Dive Brief:
- Wells Fargo plans to freeze increases in base pay in the coming year for employees making more than $150,000, the bank told some managers Wednesday, according to Bloomberg, which cited anonymous sources.
- The move marks the bank's second attempt in as many weeks to limit expenses or perks given to its higher earners.
- CEO Charlie Scharf said in July he's aiming to cut $10 billion in annual expenses from the bank's costs.
Dive Insight:
Wells Fargo on Oct. 21 said it was eliminating — for employees earning $250,000 or more — a 6% matching contribution it makes to 401(k) retirement accounts, AdvisorHub reported, citing anonymous sources. The bank backtracked on that decision two days later amid a firestorm of internal complaints.
Wells Fargo had initially painted the maneuver as an attempt to focus resources on lower earners — opening 401(k) accounts with a 1% contribution for workers earning $75,000 per year or less who hadn't saved for retirement.
However, the bank's human resources unit said in a memo Wells would also "reflect competitive practice by limiting the company's contribution toward benefits for our highest-paid employees," considering those workers' other benefits and sources of income. The policy was to have taken effect Jan. 1.
Bank spokesperson Beth Richek said at the time Wells did "not expect to realize significant savings" from the 401(k) restriction, according to AdvisorHub.
However, a source told the publication a significant number of advisers, managers and executives in the bank's wealth and investment management division would be affected by the policy change. AdvisorHub reported the government caps retirement plan matching at $17,100 per employee in 2020.
Wells Fargo has considered a number of moves over the past several months to cut expenses. The bank reportedly is weighing selling its asset-management unit — a prospect that could fetch a $3 billion price tag — as well as a corporate-trust unit that could be worth $1 billion. Scharf has also indicated he wants to slash the bank's spending on consultants, a move that could save the company up to $1.5 billion a year.

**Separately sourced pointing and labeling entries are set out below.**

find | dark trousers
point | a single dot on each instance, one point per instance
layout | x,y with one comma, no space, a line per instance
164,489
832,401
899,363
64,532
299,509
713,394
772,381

Personnel moves could also help the bank shore up some savings.
A Wells Fargo spokesperson declined to comment Wednesday to Bloomberg about the reported freeze in raises for high-income employees.
In a wider-ranging personnel effort, the bank in August resumed job cuts that had been paused since the coronavirus pandemic began in March. People familiar with Wells Fargo's plans have estimated the bank could shed tens of thousands of positions.